Don Mario Montis, 70 anni, sanlurese nato a Sardara, dal 2016 parroco della chiesa Santa Barbara Vergine Martire a Furtei, è sulla bocca di tutti. Domenica sera sul suo profilo Facebook è comparsa una foto di lui nudo nella doccia, gli occhiali sul naso, il crocifisso sul petto. Un’immagine che da giorni gira sui cellulari di parrocchiani e non: la notizia è corsa in fretta tra le 1.600 anime che vivono e pregano nel piccolo centro della Marmilla, ha scavalcato i confini paesani e raggiunto la sede dell’Arcivescovado. Martedì sul sito della Diocesi di Cagliari è stato pubblicato l’annuncio: “Sua eccellenza reverendissima monsignor Baturi ha provveduto a nominare don Alberto Peddis amministratore della parrocchia di Furtei”. Sostituito. Don Mario ieri poco prima dell’ora di pranzo rispondeva al cellulare con tono affranto. «Non so come sia potuto succedere».
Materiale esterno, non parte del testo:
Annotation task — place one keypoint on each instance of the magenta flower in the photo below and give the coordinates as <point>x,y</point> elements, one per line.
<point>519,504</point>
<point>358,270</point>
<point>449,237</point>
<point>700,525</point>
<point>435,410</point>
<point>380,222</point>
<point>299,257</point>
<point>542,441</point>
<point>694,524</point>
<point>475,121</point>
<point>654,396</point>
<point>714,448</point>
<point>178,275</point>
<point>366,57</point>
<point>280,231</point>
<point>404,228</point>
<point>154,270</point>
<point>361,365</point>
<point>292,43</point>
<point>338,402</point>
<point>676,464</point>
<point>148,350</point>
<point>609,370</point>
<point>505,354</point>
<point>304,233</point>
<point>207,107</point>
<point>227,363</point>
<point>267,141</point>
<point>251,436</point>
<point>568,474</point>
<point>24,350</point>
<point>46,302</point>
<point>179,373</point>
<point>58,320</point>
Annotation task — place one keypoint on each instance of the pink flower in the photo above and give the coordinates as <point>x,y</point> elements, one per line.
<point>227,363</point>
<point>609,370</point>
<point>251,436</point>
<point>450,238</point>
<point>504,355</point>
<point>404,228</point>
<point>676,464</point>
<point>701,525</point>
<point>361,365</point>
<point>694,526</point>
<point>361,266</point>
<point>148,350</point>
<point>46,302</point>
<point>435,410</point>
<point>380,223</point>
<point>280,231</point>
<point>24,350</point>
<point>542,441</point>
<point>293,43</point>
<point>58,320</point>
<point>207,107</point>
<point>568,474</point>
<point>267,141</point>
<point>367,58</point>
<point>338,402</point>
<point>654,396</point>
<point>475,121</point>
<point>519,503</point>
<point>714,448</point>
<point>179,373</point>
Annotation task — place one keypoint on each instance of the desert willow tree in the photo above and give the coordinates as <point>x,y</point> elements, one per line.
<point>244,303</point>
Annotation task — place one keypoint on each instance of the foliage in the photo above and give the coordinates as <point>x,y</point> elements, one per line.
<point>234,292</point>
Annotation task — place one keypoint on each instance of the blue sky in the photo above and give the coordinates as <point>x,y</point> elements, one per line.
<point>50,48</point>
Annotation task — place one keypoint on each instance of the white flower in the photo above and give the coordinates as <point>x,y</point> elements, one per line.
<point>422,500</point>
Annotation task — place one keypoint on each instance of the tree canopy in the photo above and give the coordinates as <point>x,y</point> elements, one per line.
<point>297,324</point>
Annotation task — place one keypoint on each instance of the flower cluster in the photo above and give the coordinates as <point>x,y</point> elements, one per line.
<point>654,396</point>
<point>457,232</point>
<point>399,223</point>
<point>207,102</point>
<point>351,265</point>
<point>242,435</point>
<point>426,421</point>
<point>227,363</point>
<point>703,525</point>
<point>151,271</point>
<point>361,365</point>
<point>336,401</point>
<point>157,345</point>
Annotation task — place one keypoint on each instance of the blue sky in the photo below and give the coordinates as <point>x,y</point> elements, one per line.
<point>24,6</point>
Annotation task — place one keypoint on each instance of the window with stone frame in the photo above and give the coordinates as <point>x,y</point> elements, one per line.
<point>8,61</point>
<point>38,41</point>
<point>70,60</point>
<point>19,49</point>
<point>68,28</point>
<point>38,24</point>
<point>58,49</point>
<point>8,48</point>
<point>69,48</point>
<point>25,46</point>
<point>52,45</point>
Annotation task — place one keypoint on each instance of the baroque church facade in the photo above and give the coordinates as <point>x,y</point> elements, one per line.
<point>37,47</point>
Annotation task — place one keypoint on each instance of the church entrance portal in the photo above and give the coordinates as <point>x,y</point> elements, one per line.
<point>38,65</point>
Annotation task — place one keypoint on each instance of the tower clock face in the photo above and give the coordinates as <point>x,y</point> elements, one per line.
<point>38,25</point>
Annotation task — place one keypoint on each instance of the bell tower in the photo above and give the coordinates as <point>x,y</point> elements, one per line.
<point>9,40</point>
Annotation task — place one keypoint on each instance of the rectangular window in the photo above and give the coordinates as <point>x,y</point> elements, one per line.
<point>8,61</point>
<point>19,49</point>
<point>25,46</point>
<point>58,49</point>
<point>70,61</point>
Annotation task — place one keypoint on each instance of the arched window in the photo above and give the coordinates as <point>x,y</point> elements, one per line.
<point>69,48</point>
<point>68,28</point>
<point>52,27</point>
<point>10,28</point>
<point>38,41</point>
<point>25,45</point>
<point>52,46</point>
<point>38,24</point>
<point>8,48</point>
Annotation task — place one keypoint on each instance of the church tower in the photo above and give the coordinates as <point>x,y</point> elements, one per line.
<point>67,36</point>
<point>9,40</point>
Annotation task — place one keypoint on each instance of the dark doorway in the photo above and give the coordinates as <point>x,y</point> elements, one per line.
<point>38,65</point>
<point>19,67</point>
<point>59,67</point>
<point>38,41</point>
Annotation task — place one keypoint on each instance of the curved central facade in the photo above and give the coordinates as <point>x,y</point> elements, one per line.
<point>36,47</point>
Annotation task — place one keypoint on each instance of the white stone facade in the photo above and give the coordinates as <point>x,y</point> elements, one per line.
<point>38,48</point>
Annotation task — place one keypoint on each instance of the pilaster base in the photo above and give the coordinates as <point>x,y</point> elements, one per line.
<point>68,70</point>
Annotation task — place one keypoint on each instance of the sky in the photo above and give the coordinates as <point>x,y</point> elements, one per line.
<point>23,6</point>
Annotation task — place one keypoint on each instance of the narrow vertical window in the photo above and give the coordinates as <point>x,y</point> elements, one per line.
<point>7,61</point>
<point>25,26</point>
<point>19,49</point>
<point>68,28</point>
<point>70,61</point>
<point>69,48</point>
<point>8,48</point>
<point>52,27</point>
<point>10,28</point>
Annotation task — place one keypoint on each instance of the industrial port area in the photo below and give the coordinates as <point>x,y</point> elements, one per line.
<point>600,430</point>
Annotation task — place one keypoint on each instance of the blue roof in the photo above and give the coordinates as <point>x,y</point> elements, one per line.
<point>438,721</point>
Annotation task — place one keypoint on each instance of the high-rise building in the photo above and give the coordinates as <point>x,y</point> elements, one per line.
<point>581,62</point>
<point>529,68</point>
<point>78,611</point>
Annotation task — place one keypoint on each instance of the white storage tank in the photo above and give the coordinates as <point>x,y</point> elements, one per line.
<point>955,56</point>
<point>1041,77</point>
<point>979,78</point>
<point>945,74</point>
Prima di tutto: è lei nella foto? Si riconosce?

«Sì, ma non so spiegare, figuriamoci se posto una foto così».

Perché un sacerdote fa un selfie nudo?

«Infatti non stavo facendo una foto. Sono entrato in doccia e chiudendo una chiamata, visto che non ci vedo bene, forse ho attivato la fotocamera. Ripeto: non lo so».

Quando ha scoperto cos’era successo?

«Domenica sera mi hanno avvertito, ma io sono così poco tecnologico che non sono riuscito neppure a rimuoverla».

Chi l’ha aiutata?

«Qualcuno di buon cuore, ma ormai il danno era fatto. Hanno preso la foto e l’hanno fatta girare. Una curiosità morbosa».

Se non ha pubblicato lei la foto, il suo telefono potrebbe essere stato hackerato?

«Non capisco nulla di queste cose, mi dicono che non ci sono certezze».

Farà denuncia ai carabinieri?

«Non credo, per ora sono chiuso in casa perché non sto bene».

Il vescovo l’ha chiamata?

«Certo che sì».

È arrabbiato?

«No no, ha capito la situazione perché gli ho spiegato che non c’era intenzione».

Ma all’inizio cosa ha detto?

«Mi ha ascoltato».

Lei come sta?

«Io sono mortificato, ma che faccio? Mi butto da un ponte?».

Ci sono cose più gravi.

«Certo, questo lo so anche io ma in questo momento ho pensieri tormentosi».

Cosa dirà ai suoi fedeli?

«Ora non posso neppure pensarci, ho altre cose in testa».

Quali?

«Devo riprendermi da questa cosa, sono sconvolto, choccato».

Un messaggio per i parrocchiani?

«In cuor mio sono tranquillo, so di non aver fatto nulla di male. Sono a posto con la mia coscienza. Solo che non lo posso dimostrare».